The new numbers came from M3 Partners, a firm made up of BlockFi clients owed money by Alameda. It is an advisor to the official creditors committee, and a spokesperson told CNBC that the document was uploaded in error, but wouldn't address any specific details.
BlockFi's total assets are listed as $2.7 billion, but nearly half of that is locked in FTX and Alameda, and their value has been written down to nothing on its books, CNBC said.
The leak also revealed more details about BlockFi's clients and the size of their losses.

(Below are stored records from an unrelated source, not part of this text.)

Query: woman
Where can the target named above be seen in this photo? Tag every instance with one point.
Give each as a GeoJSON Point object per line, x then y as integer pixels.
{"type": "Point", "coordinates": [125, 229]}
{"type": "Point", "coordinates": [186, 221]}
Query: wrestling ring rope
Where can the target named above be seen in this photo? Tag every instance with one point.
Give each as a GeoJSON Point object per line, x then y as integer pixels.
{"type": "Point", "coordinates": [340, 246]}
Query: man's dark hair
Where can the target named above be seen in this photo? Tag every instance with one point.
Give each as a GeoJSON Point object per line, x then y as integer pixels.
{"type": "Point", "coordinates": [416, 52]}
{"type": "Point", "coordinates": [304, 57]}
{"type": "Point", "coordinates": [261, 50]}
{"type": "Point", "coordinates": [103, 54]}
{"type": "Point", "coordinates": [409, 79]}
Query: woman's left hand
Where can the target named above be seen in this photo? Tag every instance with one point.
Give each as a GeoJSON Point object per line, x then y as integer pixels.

About 73% of its 662,427 clients had accounts with less than $1,000, and another 20% had 41,000 to $10,000. On the high end, 748 had accounts of $250,000 to $1 million and 169 had more than $1 million.
The False Savior
The deal, however, allowed FTX to purchase BlockFi for up to $240 million, despite a valuation of $4.8 billion a year earlier. And, apparently, it allowed Bankman-Fried to borrow far more from the firm while his own company, Alameda, was hemorrhaging funds. When FTX and Alameda collapsed in November, BlockFi was forced into bankruptcy.